Catalonia referendum: Schools occupied ahead of vote
Police have orders to close the polling stations by 6am on Sunday.
Separatists, parents and children are occupying schools set to be used as polling stations in an "illegal" referendum on Catalonia's independence from Spain.
Police have orders to close the polling stations by 6am on Sunday and have warned those occupying them that they must leave by dawn.
Huge rallies and protests have been taking place as the vote, which the national government has declared illegal, drew closer.
Scuffles between police and would-be voters broke out on Saturday and pro-Madrid nationalists rallied outside the offices of the pro-independence Catalonian government.
Spain's Constitutional Court suspended the independence vote more than three weeks ago but Catalonia's regional government is pressing ahead with it and urging registered voters to take part.
Police have been ordered to stop ballots from being cast on Sunday and have been cracking down for days, confiscating ballots and posters.
Spain's foreign minister said that the Catalan government's plan is anti-democratic and runs "counter to the goals and ideals the European Union" is trying to advance.

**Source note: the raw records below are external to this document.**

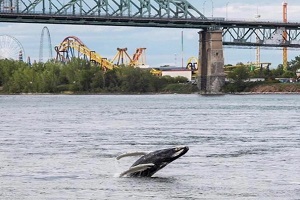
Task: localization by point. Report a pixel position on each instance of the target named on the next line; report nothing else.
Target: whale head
(152, 162)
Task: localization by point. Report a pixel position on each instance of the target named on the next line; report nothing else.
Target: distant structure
(42, 44)
(284, 17)
(11, 48)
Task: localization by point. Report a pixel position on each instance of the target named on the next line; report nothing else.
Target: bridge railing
(133, 8)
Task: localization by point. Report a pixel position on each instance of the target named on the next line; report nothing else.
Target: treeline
(79, 76)
(238, 76)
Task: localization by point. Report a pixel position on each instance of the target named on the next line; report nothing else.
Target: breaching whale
(150, 163)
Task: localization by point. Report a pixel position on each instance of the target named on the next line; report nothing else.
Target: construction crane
(122, 57)
(285, 62)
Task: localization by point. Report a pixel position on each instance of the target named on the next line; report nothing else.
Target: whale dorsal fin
(137, 168)
(131, 154)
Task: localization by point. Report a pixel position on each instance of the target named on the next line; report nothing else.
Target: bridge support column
(211, 76)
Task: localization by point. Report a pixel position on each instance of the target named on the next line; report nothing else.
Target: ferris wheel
(11, 48)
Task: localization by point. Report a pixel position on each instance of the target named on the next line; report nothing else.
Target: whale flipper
(131, 154)
(137, 168)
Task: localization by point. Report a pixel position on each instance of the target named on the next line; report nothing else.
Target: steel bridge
(149, 13)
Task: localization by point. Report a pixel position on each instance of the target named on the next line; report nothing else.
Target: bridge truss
(134, 8)
(149, 13)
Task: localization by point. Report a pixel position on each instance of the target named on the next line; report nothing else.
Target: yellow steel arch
(71, 43)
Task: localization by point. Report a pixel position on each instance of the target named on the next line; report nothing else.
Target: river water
(64, 146)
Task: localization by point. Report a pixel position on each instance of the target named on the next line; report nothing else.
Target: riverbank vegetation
(79, 76)
(264, 79)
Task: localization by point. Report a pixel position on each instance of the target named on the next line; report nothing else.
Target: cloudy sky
(163, 45)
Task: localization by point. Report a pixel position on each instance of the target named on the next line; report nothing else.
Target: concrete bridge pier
(211, 76)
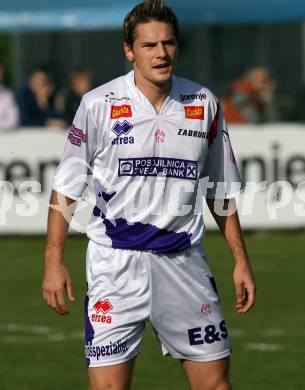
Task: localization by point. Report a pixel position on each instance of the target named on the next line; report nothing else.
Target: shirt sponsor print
(121, 129)
(208, 334)
(194, 112)
(77, 136)
(159, 166)
(198, 96)
(193, 133)
(113, 348)
(159, 136)
(123, 111)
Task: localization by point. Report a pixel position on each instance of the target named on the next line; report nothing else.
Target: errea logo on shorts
(121, 111)
(102, 306)
(194, 112)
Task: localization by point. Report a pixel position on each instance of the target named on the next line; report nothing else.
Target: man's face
(153, 52)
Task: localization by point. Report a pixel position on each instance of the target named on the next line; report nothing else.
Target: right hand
(57, 281)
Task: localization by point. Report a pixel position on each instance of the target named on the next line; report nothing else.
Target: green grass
(51, 358)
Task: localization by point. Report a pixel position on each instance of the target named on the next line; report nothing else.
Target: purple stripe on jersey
(142, 236)
(89, 331)
(107, 197)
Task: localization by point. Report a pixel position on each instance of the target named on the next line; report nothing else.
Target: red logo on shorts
(103, 306)
(194, 112)
(206, 309)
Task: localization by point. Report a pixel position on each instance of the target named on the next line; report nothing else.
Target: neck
(156, 94)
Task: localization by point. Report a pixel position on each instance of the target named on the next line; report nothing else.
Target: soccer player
(154, 143)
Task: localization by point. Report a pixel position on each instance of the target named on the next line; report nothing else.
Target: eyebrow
(171, 40)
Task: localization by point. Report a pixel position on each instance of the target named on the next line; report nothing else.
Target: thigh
(186, 311)
(116, 377)
(212, 375)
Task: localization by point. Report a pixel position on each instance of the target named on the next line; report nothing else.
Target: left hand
(244, 286)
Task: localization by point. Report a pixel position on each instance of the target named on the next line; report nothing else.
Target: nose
(161, 51)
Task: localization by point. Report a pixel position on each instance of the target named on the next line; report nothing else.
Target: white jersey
(147, 168)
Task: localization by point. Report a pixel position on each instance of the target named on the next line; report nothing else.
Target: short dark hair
(144, 13)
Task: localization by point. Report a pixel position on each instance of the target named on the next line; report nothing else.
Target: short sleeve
(71, 174)
(220, 165)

Prime Minister Mariano Rajoy's conservative government has said any vote on Catalan secession would have to be held across all of Spain, not just in Catalonia. The EU said Catalonia would be forced out of the bloc and have to reapply to join if it leaves Spain.
Parents supporting the referendum are camping out over the weekend at schools that are among the 2,315 designated voting facilities to stop police shutting them down.
A top Spanish security official in Catalonia said officers have already sealed off more than half of polling stations and disabled software that was to have been used in the referendum.
In Madrid, thousands of people rallied in a central plaza on Saturday to protest over the Catalan independence vote, angry that it could divide Spain.